Although the process systems engineering community has worked on building accurate models and better solution methods, the aspect of repetitive scheduling has received limited attention. In a dynamic environment multiple disturbances to implemented schedule are seen, which necessitate taking recourse actions to find the best operating schedule for the current scenario that has realized. Disturbances such as task delays, yield losses, unit breakdowns or rush order arrival can render a previously computed schedule suboptimal.

Past work [2] from our research group conceptualized and transformed scheduling models in a state-space form enabling convenient implementation of re-scheduling.
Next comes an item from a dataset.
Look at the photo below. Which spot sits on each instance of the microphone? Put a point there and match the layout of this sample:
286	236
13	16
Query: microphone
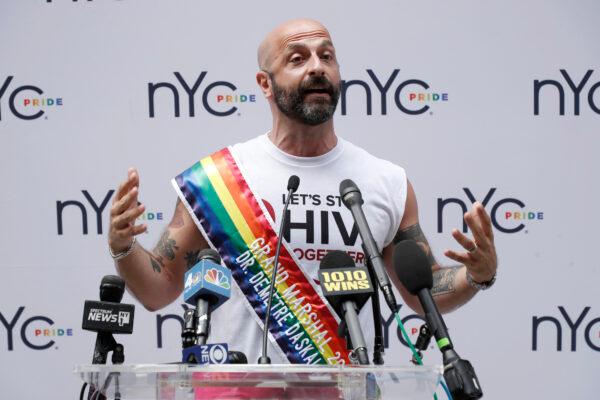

Utilizing this state-space formulation we are currently investigating re-scheduling and trying to answer how design of scheduling problems (open loop schedules) affects the quality of resulting repetitively modified and implemented schedules (closed loop schedules). Understanding this relationship will enable us to make recommendations on how to go about making scheduling decisions in various economically relevant dynamic operating environments exhibiting key identifiable characteristics.

To enable our investigation we have successfully created a computational framework through which we can quantify and analyze the quality of closed loop schedules. Using this framework some of the specific studies we have carried out are:

  1. Effect of predictive horizon length of each open loop problem on resulting closed loop schedule
  2. Effect of frequency of re-scheduling on resulting closed loop schedule
  3. Effect of optimality gap in computation of each open loop problem on resulting closed loop schedule
  4. Recursive infeasibility in closed loop schedules due to lack of appropriate terminal constraints in open loop problem

Decisions made early on in a production process should account for possible future disruptions to schedule. Therefore we are investigating various design approaches of open loop problem to account for uncertainty in the future. The three approaches we are evaluating are (1) deterministic scheduling, (2) robust scheduling, and (3) stochastic scheduling. We are running benchmark studies using Monte Carlo simulations to evaluate and consequently make recommendations on which design approach works better and how its internal formulation should be tailored to achieve better closed loop schedules given certain operational environments e.g. large volatility in product demands, busy/idle production lines, equipment prone to frequent failures, uncertain production yield losses etc.

We found when a certain level of demand uncertainty is present robust approaches yield better closed loop schedules when schedule for process plant units are relatively busy. However deterministic approaches are better when process plant units are relatively idle.

We are now carrying further investigation for comparing performance of approaches when task delays, yield losses and unit breakdown uncertainty is present. A manuscript is under preparation for a detailed technical reporting of our investigation.

References

[1] Harjunkoski et al. "Scope for industrial applications of production scheduling models and solution methods." Computers & Chemical Engineering62 (2014): 161-193.

[2] Subramanian et al. "A state-space model for chemical production scheduling." Computers & chemical engineering 47 (2012): 97-110.